Every connection strategy automatically respects the polarity of source neurons:
- Synapses from excitatory neurons are always positive
- Synapses from inhibitory neurons are always negative
- Synapses from nonpolar neurons (default) follow the excitatory/inhibitory ratio
When all source neurons are nonpolar (the default), the ratio straightforwardly sets what percentage of weights will be positive (excitatory) vs negative (inhibitory). Most workflows use nonpolar neurons, where the excitatory/inhibitory ratio setting controls the balance of positive and negative weight signs.
When source neurons have explicit excitatory or inhibitory polarity, the strategy attempts to achieve the requested ratio while respecting individual neuron polarity constraints. Excitatory and inhibitory neurons always maintain their sign constraint, and the ratio is achieved using only nonpolar neurons. For example, if you have 5 excitatory neurons, 5 inhibitory neurons, and 10 nonpolar neurons, and set the ratio to 60% excitatory, the 5 excitatory neurons contribute 5 positive connections, the 5 inhibitory neurons contribute 5 negative connections, and the 10 nonpolar neurons are split 7 excitatory, 3 inhibitory to achieve 12/20 = 60% overall.
Handling Duplicate Connections
Connection strategies handle existing connections differently depending on the context:
Free Weights: When applying a connection strategy to free neurons, existing connections are not overwritten.
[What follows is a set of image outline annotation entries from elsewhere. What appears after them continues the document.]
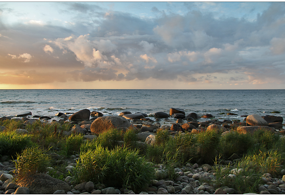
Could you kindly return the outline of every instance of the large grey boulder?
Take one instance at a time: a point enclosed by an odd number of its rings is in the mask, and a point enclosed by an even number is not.
[[[15,115],[15,116],[16,117],[23,117],[26,116],[28,116],[29,115],[31,115],[32,112],[20,112],[19,113],[18,113],[16,115]]]
[[[168,118],[169,115],[168,114],[164,112],[158,112],[154,113],[154,117],[159,119],[165,118]]]
[[[173,114],[182,114],[185,115],[185,111],[182,109],[171,108],[169,110],[169,115],[172,116]]]
[[[44,173],[37,173],[24,177],[17,185],[27,187],[31,194],[52,194],[56,191],[64,190],[66,192],[70,187],[66,182]]]
[[[68,119],[72,121],[88,121],[90,118],[90,111],[88,109],[84,109],[70,116]]]
[[[237,130],[239,133],[253,134],[258,130],[262,129],[266,131],[274,132],[275,129],[268,126],[240,126],[237,128]]]
[[[247,117],[247,123],[251,126],[268,126],[268,123],[257,114],[249,115]]]
[[[90,130],[92,135],[98,134],[111,128],[137,128],[125,118],[117,116],[99,117],[91,124]]]
[[[144,116],[141,113],[137,113],[136,114],[125,114],[123,116],[123,117],[127,119],[140,119],[144,118]]]

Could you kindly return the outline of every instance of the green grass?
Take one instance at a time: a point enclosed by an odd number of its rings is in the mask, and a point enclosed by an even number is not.
[[[51,158],[43,150],[37,146],[26,148],[21,155],[18,154],[15,166],[18,170],[18,179],[37,173],[47,171]]]
[[[91,181],[137,192],[147,186],[154,170],[139,151],[117,147],[111,150],[101,145],[82,152],[76,168],[78,183]]]
[[[33,146],[30,136],[14,131],[0,132],[0,156],[16,155],[27,148]]]

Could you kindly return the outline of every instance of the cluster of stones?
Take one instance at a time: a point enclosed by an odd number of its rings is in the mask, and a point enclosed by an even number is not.
[[[68,115],[70,114],[72,115]],[[36,115],[32,117],[38,119],[30,119],[26,117],[32,115],[31,113],[29,112],[15,115],[16,117],[23,117],[21,119],[13,119],[23,123],[23,128],[16,130],[16,131],[21,134],[27,133],[28,132],[25,129],[25,125],[32,124],[39,121],[41,121],[43,123],[49,123],[48,120],[52,119],[50,117]],[[77,133],[84,135],[85,139],[92,140],[95,139],[97,136],[100,133],[110,128],[116,128],[125,130],[131,128],[138,130],[139,132],[137,135],[142,141],[140,142],[143,146],[154,143],[155,133],[158,128],[167,130],[170,135],[173,136],[180,132],[188,132],[195,134],[213,130],[223,132],[223,134],[234,129],[240,132],[252,133],[261,127],[268,131],[280,134],[285,133],[285,130],[283,129],[284,125],[282,124],[283,118],[272,115],[262,117],[257,115],[245,115],[241,117],[246,117],[243,122],[232,121],[226,119],[221,121],[213,119],[214,117],[210,114],[200,117],[197,114],[191,113],[186,116],[183,109],[171,108],[169,114],[158,112],[148,115],[140,113],[132,114],[129,112],[124,112],[121,113],[119,116],[104,116],[103,114],[98,112],[91,112],[89,110],[84,109],[74,114],[59,113],[56,116],[61,119],[58,121],[52,120],[50,123],[55,123],[59,126],[67,122],[74,125],[69,131],[62,132],[65,135]],[[91,119],[90,116],[92,117]],[[201,118],[207,120],[207,119],[209,118],[211,118],[210,120],[203,121],[197,120]],[[4,117],[0,118],[0,121],[12,119]],[[162,125],[162,123],[163,124]],[[5,127],[0,126],[0,131],[5,129]],[[59,130],[58,131],[60,132]],[[53,144],[51,144],[50,145],[52,146]],[[60,156],[55,153],[51,155],[57,164],[62,163],[66,161],[63,160]],[[233,174],[230,174],[232,175],[230,176],[232,177],[234,177],[235,173],[236,174],[237,172],[234,166],[239,158],[236,156],[234,157],[230,157],[228,160],[221,160],[222,162],[224,162],[224,165],[222,165],[221,166],[225,167],[229,164],[231,165],[230,167],[232,168]],[[78,155],[71,157],[73,162],[68,162],[68,165],[66,168],[67,172],[72,172],[78,157]],[[8,160],[8,158],[7,156],[2,157],[0,163],[0,169],[1,169],[0,171],[0,189],[1,190],[0,193],[135,194],[131,190],[106,187],[103,184],[94,185],[92,182],[85,182],[74,186],[72,185],[72,179],[70,176],[68,176],[64,182],[44,174],[29,176],[23,178],[16,184],[13,181],[17,172],[14,162]],[[185,166],[177,168],[176,171],[180,176],[174,181],[167,179],[168,177],[165,175],[164,172],[166,169],[163,165],[156,165],[153,167],[157,177],[162,179],[153,180],[151,184],[145,191],[141,194],[227,194],[234,193],[236,192],[235,190],[231,187],[219,187],[214,183],[206,182],[210,181],[215,177],[214,170],[213,167],[208,165],[204,164],[199,167],[197,164],[193,165],[187,164]],[[50,168],[49,169],[53,168]],[[285,174],[285,170],[284,170],[281,172],[282,175]],[[261,185],[259,187],[260,193],[285,193],[285,175],[283,176],[282,179],[278,179],[272,178],[270,174],[266,173],[262,179],[264,184]]]

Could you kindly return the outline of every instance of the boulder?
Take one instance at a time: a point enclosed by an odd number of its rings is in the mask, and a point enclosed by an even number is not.
[[[52,194],[58,190],[63,190],[66,192],[71,189],[65,182],[44,173],[24,177],[18,181],[17,185],[28,188],[30,194]]]
[[[150,135],[146,138],[144,142],[147,144],[153,146],[155,143],[155,135]]]
[[[139,140],[142,141],[145,141],[147,138],[150,135],[153,134],[153,133],[150,132],[143,132],[139,133],[137,134],[137,136]]]
[[[25,121],[24,122],[24,124],[32,124],[39,121],[40,120],[38,119],[30,119]]]
[[[119,114],[119,116],[123,116],[125,114],[131,114],[131,112],[122,112]]]
[[[218,124],[211,124],[207,128],[207,131],[216,130],[218,133],[222,133],[227,131],[227,129]]]
[[[201,118],[214,118],[214,116],[211,114],[205,114],[203,115],[201,117]]]
[[[165,118],[169,117],[169,115],[166,112],[158,112],[154,113],[154,117],[159,119]]]
[[[194,112],[190,113],[186,117],[186,118],[193,118],[195,120],[199,119],[201,117],[199,115]]]
[[[55,115],[56,116],[60,117],[61,116],[62,116],[64,114],[62,112],[58,112]]]
[[[182,128],[185,130],[192,130],[193,129],[196,128],[196,126],[190,123],[185,123],[182,125]]]
[[[81,127],[78,124],[75,124],[73,127],[71,129],[71,132],[77,132],[82,134],[85,134],[85,132]]]
[[[178,119],[185,118],[185,115],[183,114],[173,114],[171,115],[171,117],[174,119]]]
[[[242,133],[253,134],[255,132],[259,129],[262,129],[265,131],[274,132],[275,129],[268,126],[241,126],[237,128],[237,131]]]
[[[48,119],[48,120],[50,120],[52,119],[52,118],[50,118],[49,117],[48,117],[47,116],[41,116],[38,118],[40,120],[41,119]]]
[[[101,116],[104,116],[104,115],[101,112],[97,112],[96,111],[92,111],[91,113],[91,114],[90,115],[91,116],[97,116],[98,117],[101,117]]]
[[[19,113],[18,113],[15,115],[16,117],[20,117],[26,116],[29,115],[32,115],[32,112],[23,112]]]
[[[172,124],[172,125],[171,125],[171,127],[170,128],[170,130],[173,131],[182,131],[183,132],[184,131],[182,127],[179,124]]]
[[[246,118],[247,123],[251,126],[268,126],[268,123],[257,114],[249,115]]]
[[[72,121],[88,121],[90,118],[90,111],[87,109],[84,109],[72,115],[68,118]]]
[[[123,117],[127,119],[141,119],[144,118],[141,113],[137,113],[136,114],[125,114],[123,116]]]
[[[111,128],[125,127],[137,128],[125,118],[117,116],[99,117],[93,121],[90,130],[92,135],[98,134]]]
[[[183,114],[185,115],[185,111],[182,109],[171,108],[169,111],[169,115],[172,116],[173,114]]]
[[[276,122],[283,122],[283,117],[272,115],[265,115],[261,116],[261,118],[265,120],[268,123]]]
[[[0,122],[6,120],[11,120],[12,119],[11,118],[8,117],[3,117],[0,118]]]

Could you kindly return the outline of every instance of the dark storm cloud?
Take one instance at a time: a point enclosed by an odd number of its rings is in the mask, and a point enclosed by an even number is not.
[[[184,15],[161,14],[163,11],[150,8],[158,14],[151,18],[87,3],[65,3],[66,12],[75,13],[70,26],[26,24],[0,29],[0,44],[11,46],[0,49],[5,65],[0,66],[56,68],[61,77],[53,77],[50,71],[35,72],[50,82],[59,78],[85,81],[153,78],[188,82],[285,82],[283,2],[272,3],[251,21],[217,19],[210,11],[193,10],[197,6],[192,3],[185,3],[190,11]],[[29,62],[19,57],[25,54],[31,55]],[[30,82],[40,81],[27,77]],[[5,78],[1,82],[12,78]]]

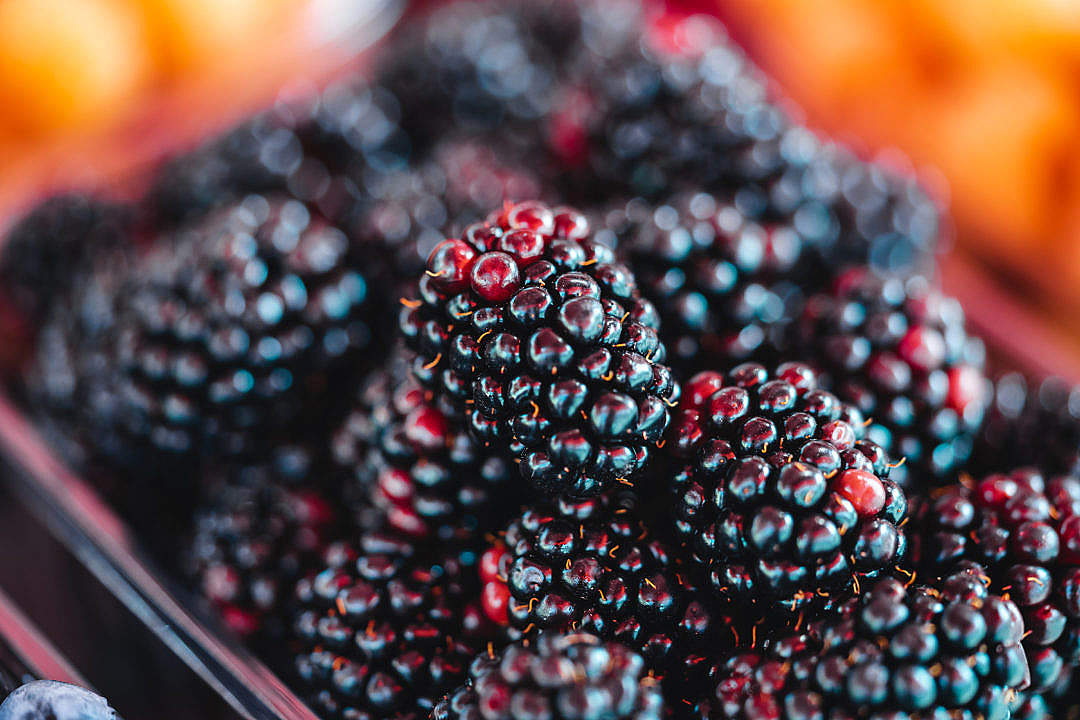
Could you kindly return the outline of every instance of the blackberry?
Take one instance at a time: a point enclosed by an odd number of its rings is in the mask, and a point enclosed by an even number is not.
[[[310,487],[307,456],[282,448],[270,462],[222,468],[224,477],[195,514],[183,565],[241,636],[283,636],[292,589],[318,566],[333,531],[333,505]]]
[[[800,284],[810,286],[796,272],[802,241],[791,227],[759,226],[703,192],[622,203],[597,225],[660,311],[673,365],[692,375],[703,364],[779,359]]]
[[[177,228],[249,193],[284,192],[302,162],[293,130],[259,116],[159,168],[144,200],[147,219],[153,228]]]
[[[505,207],[437,245],[419,290],[401,320],[418,376],[525,478],[590,494],[644,466],[678,386],[656,309],[582,215]]]
[[[338,190],[341,198],[328,201],[338,209],[328,212],[350,236],[391,256],[384,284],[392,297],[416,282],[447,231],[455,236],[488,208],[550,194],[519,153],[462,138],[441,140],[422,163],[372,168]]]
[[[867,262],[907,272],[932,260],[937,208],[909,175],[794,122],[714,18],[591,8],[586,51],[551,121],[583,138],[565,196],[711,192],[754,220],[791,225],[806,244],[802,264],[821,273]]]
[[[572,3],[457,2],[406,23],[376,69],[419,149],[453,133],[538,146],[580,36]]]
[[[408,163],[409,140],[397,118],[392,94],[355,77],[302,100],[282,99],[171,159],[144,201],[148,219],[157,228],[183,226],[251,193],[341,203],[335,187],[339,176],[359,181],[366,173]]]
[[[32,324],[63,302],[99,254],[130,240],[127,208],[81,194],[49,198],[8,232],[0,253],[0,286]]]
[[[667,448],[675,530],[720,596],[797,610],[901,561],[904,491],[862,413],[805,365],[687,385]]]
[[[588,630],[658,670],[723,633],[692,575],[649,534],[626,493],[534,504],[481,561],[484,610],[511,637]]]
[[[659,720],[663,698],[642,656],[589,633],[545,633],[536,642],[480,654],[469,683],[435,706],[433,720]]]
[[[906,459],[893,479],[915,490],[913,480],[955,477],[990,394],[982,341],[968,335],[956,300],[921,277],[853,270],[809,299],[799,335],[825,386],[870,419],[867,436]]]
[[[876,581],[801,635],[717,658],[707,691],[673,703],[701,720],[1010,717],[1027,663],[1015,606],[977,582]]]
[[[159,248],[117,298],[129,449],[244,454],[295,435],[363,368],[366,296],[345,234],[296,201],[249,195]]]
[[[333,438],[360,512],[374,506],[415,536],[453,542],[502,527],[516,510],[508,458],[480,448],[456,412],[427,397],[399,355],[365,383]]]
[[[420,720],[465,679],[484,639],[469,553],[428,555],[364,531],[297,584],[296,670],[323,718]]]
[[[68,279],[42,318],[22,378],[24,398],[43,432],[84,470],[102,457],[119,457],[124,447],[112,422],[118,398],[110,340],[116,299],[135,262],[132,249],[104,247]]]
[[[915,522],[921,573],[966,571],[1020,607],[1032,691],[1067,683],[1080,664],[1080,477],[988,475],[921,500]]]
[[[997,380],[970,470],[1022,466],[1080,474],[1080,386],[1061,378],[1029,382],[1016,372]]]

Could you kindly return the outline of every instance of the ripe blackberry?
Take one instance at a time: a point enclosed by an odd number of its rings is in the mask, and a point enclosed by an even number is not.
[[[46,199],[19,219],[0,243],[0,287],[33,324],[67,298],[94,258],[122,250],[126,208],[80,194]]]
[[[802,241],[791,227],[759,226],[702,192],[622,203],[597,225],[597,240],[629,257],[660,311],[673,365],[692,375],[704,364],[779,359],[812,287],[797,272]]]
[[[135,448],[178,456],[252,452],[319,418],[370,340],[345,234],[260,195],[145,258],[117,302],[117,420]]]
[[[248,193],[284,192],[303,161],[295,133],[269,114],[168,160],[144,200],[158,229],[198,221]]]
[[[434,557],[364,531],[297,584],[296,670],[323,718],[420,720],[465,679],[483,639],[468,553]]]
[[[910,175],[862,162],[794,122],[714,18],[590,8],[585,52],[551,120],[561,135],[583,138],[564,196],[703,190],[759,222],[791,225],[806,245],[800,264],[825,274],[848,263],[906,272],[932,260],[937,208]]]
[[[409,535],[438,542],[502,527],[516,511],[516,468],[471,439],[456,412],[428,399],[404,353],[370,377],[333,438],[346,492]],[[428,541],[426,541],[428,542]]]
[[[867,436],[905,458],[892,477],[942,485],[971,454],[989,403],[982,342],[963,311],[923,279],[854,270],[807,301],[801,356],[870,419]]]
[[[401,318],[418,377],[525,478],[590,494],[643,467],[678,386],[656,309],[582,215],[505,207],[440,243],[419,289]]]
[[[394,298],[416,282],[447,236],[483,220],[491,207],[550,194],[521,153],[461,138],[441,140],[422,163],[342,179],[336,191],[339,198],[328,193],[322,204],[338,208],[327,212],[350,236],[390,256],[384,285]]]
[[[1024,614],[1031,690],[1080,664],[1080,477],[1034,470],[953,485],[919,501],[914,559],[923,575],[966,571]]]
[[[659,720],[657,681],[642,656],[589,633],[544,633],[536,642],[481,653],[469,682],[435,706],[432,720]]]
[[[997,380],[970,470],[1022,466],[1080,474],[1080,386],[1059,378],[1029,383],[1016,372]]]
[[[333,531],[333,505],[312,487],[309,462],[303,449],[282,448],[269,462],[222,468],[195,514],[186,573],[242,636],[281,638],[293,587]]]
[[[355,77],[302,100],[283,99],[170,160],[144,202],[148,219],[157,228],[189,223],[251,193],[337,202],[334,178],[408,163],[409,140],[397,118],[393,95]]]
[[[481,561],[484,610],[511,637],[583,629],[678,663],[724,629],[626,493],[529,506]]]
[[[117,406],[110,340],[116,299],[135,262],[126,245],[103,247],[67,280],[41,321],[21,390],[63,457],[86,468],[95,459],[119,457],[124,436],[112,421]]]
[[[539,145],[564,57],[579,42],[573,3],[456,2],[406,23],[376,70],[419,149],[454,133]]]
[[[717,594],[797,610],[903,559],[907,501],[863,425],[805,365],[690,381],[667,438],[674,522]]]
[[[700,720],[1007,720],[1027,663],[1015,606],[954,582],[876,581],[801,635],[721,656],[679,717]]]

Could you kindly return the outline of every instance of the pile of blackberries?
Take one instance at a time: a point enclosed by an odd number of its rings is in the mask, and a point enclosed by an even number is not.
[[[0,267],[28,408],[319,715],[1078,711],[1080,392],[987,379],[912,178],[700,15],[381,53]]]

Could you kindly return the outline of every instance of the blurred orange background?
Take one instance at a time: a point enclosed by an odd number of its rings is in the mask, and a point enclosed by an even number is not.
[[[959,248],[1080,334],[1080,2],[717,3],[811,124],[940,172]]]
[[[393,0],[0,0],[0,228],[326,77]],[[136,189],[137,190],[137,189]]]
[[[350,49],[327,42],[321,4],[0,0],[0,226],[36,193],[123,176],[339,67]],[[909,158],[947,198],[960,254],[1080,343],[1080,2],[690,4],[812,126]]]

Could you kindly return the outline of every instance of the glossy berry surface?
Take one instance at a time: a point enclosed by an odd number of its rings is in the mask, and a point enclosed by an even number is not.
[[[131,213],[121,205],[78,194],[42,201],[5,233],[0,250],[4,297],[32,322],[68,300],[95,259],[130,242]]]
[[[512,459],[473,440],[408,365],[403,352],[373,373],[334,434],[350,503],[426,542],[462,542],[501,527],[525,500],[512,492],[519,485]]]
[[[919,277],[859,269],[811,297],[799,324],[799,352],[823,384],[870,420],[867,437],[905,459],[897,483],[918,491],[955,478],[991,393],[982,341],[956,300]]]
[[[210,473],[181,566],[242,637],[282,640],[293,587],[318,568],[335,531],[336,508],[310,456],[281,448],[267,462]]]
[[[469,682],[443,698],[433,720],[659,720],[659,683],[642,656],[589,633],[545,633],[535,642],[481,653]]]
[[[1061,378],[1031,382],[1018,372],[998,378],[971,472],[1025,466],[1080,474],[1080,386]]]
[[[963,571],[1024,615],[1031,691],[1056,694],[1080,663],[1080,478],[1034,470],[955,485],[917,505],[917,568]]]
[[[703,192],[619,203],[597,227],[630,258],[672,364],[690,375],[779,359],[804,293],[828,279],[800,263],[804,241],[791,226],[758,225]]]
[[[362,371],[368,287],[345,234],[251,195],[163,244],[116,298],[116,417],[132,447],[243,454]],[[295,431],[294,431],[295,432]]]
[[[1023,631],[1015,606],[981,585],[878,580],[800,631],[716,655],[676,715],[1003,720],[1026,685]]]
[[[432,551],[364,531],[297,584],[296,673],[321,717],[420,720],[464,681],[480,649],[475,568]]]
[[[485,556],[485,611],[504,615],[511,637],[583,629],[630,646],[654,669],[717,638],[730,642],[693,569],[649,534],[633,505],[626,494],[531,505]]]
[[[402,313],[424,384],[549,493],[632,481],[678,388],[651,303],[575,210],[519,203],[437,245]]]
[[[798,610],[903,560],[903,490],[805,365],[705,372],[667,438],[675,530],[714,592]]]

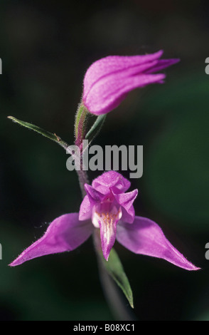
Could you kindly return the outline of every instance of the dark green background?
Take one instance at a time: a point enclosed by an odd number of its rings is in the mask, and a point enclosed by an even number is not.
[[[75,172],[53,143],[13,115],[73,142],[82,79],[111,54],[164,50],[180,58],[164,85],[132,92],[108,115],[96,143],[144,145],[136,213],[156,221],[203,268],[189,272],[116,243],[139,320],[209,319],[208,3],[206,1],[1,1],[0,5],[0,318],[113,319],[90,239],[70,252],[10,263],[81,201]],[[90,173],[91,178],[98,173]],[[128,176],[128,174],[127,174]]]

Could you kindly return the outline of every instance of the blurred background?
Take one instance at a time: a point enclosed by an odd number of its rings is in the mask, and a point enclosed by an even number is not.
[[[195,265],[186,272],[115,244],[139,320],[208,320],[208,1],[1,1],[0,319],[113,320],[90,239],[77,249],[9,264],[81,195],[55,143],[13,115],[73,143],[88,66],[108,55],[164,50],[181,63],[164,85],[136,90],[108,115],[95,144],[144,145],[136,214],[157,222]],[[98,175],[91,172],[90,177]],[[128,175],[127,175],[128,176]]]

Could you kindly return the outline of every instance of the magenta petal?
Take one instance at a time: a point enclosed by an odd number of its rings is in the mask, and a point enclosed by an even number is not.
[[[117,239],[135,254],[162,258],[186,270],[198,270],[166,239],[160,227],[149,219],[136,217],[132,225],[120,222]]]
[[[92,86],[101,78],[112,73],[117,74],[127,68],[140,64],[149,63],[159,59],[163,51],[142,56],[109,56],[93,63],[87,69],[84,78],[84,97],[86,98]]]
[[[83,221],[90,219],[92,217],[92,205],[90,202],[89,197],[85,195],[81,202],[79,211],[79,220]]]
[[[107,171],[97,177],[92,182],[92,187],[104,195],[109,193],[109,188],[114,187],[114,192],[126,192],[131,182],[116,171]]]
[[[121,220],[124,222],[132,223],[135,217],[132,204],[138,195],[138,190],[134,190],[128,193],[113,194],[117,203],[122,206],[122,217]]]
[[[88,184],[85,184],[84,187],[86,190],[90,202],[92,205],[95,205],[98,202],[102,202],[104,198],[105,197],[104,195],[95,190],[91,185]]]
[[[102,78],[83,98],[83,102],[88,110],[97,115],[105,114],[116,108],[127,97],[127,94],[137,88],[159,83],[164,74],[139,73],[129,75],[129,71],[114,76],[109,75]]]
[[[44,235],[26,249],[9,265],[15,267],[33,258],[71,251],[91,235],[93,225],[89,221],[78,221],[78,213],[65,214],[54,220]]]

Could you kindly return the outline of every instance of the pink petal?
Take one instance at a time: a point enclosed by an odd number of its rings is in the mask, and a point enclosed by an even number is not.
[[[81,202],[79,211],[79,220],[84,221],[90,219],[92,217],[92,205],[91,205],[89,197],[85,195]]]
[[[89,221],[78,221],[77,213],[65,214],[48,226],[44,235],[24,250],[9,265],[15,267],[33,258],[71,251],[89,238],[93,225]]]
[[[131,182],[116,171],[107,171],[97,177],[92,182],[92,187],[104,195],[109,193],[109,188],[114,187],[114,192],[126,192]]]
[[[84,187],[91,205],[95,205],[103,201],[105,197],[104,195],[88,184],[85,184]]]
[[[105,114],[116,108],[124,100],[127,93],[137,88],[159,83],[164,74],[129,75],[129,71],[121,74],[109,75],[102,78],[83,98],[88,110],[95,115]],[[127,77],[124,76],[127,74]]]
[[[164,68],[168,68],[171,65],[178,63],[180,59],[178,58],[172,58],[172,59],[159,59],[156,65],[154,65],[152,67],[150,67],[145,71],[146,73],[153,73],[156,71],[163,70]]]
[[[132,223],[135,217],[135,212],[132,205],[138,195],[138,190],[134,190],[128,193],[114,194],[117,202],[122,206],[122,220],[124,222]]]
[[[159,226],[149,219],[136,217],[132,225],[120,222],[117,239],[135,254],[145,254],[166,261],[186,270],[198,270],[166,239]]]
[[[117,73],[136,66],[149,63],[159,59],[163,54],[163,51],[155,53],[142,56],[109,56],[93,63],[87,69],[84,78],[85,99],[92,86],[98,80],[112,73]]]

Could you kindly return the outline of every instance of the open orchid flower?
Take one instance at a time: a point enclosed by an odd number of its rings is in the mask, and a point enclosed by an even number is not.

The strategy creates new connections without checking for duplicates. If you want to replace existing connections, you must manually delete them first. This gives you control to incrementally add connections and fine-tune your network.
Synapse Groups: When applying a connection strategy to a synapse group, all existing synapses in the group are deleted first, and the strategy is applied fresh. This ensures the synapse group always reflects the current strategy settings.
Sparse Strategy (Special Case): The Sparse strategy is designed to allow incremental adjustments to connection density while preserving existing weights:
- Free weights: Sparse can add new connections or remove existing ones as needed to reach the target density. This is the only strategy that may remove existing free weights.
- Synapse groups: Sparse maintains awareness of current connections and adjusts them incrementally rather than replacing everything. When increasing density, it adds only the additional connections needed. When decreasing density, it removes connections to reach the target.
This special behavior makes Sparse ideal for iteratively tuning network connectivity without losing carefully configured weights.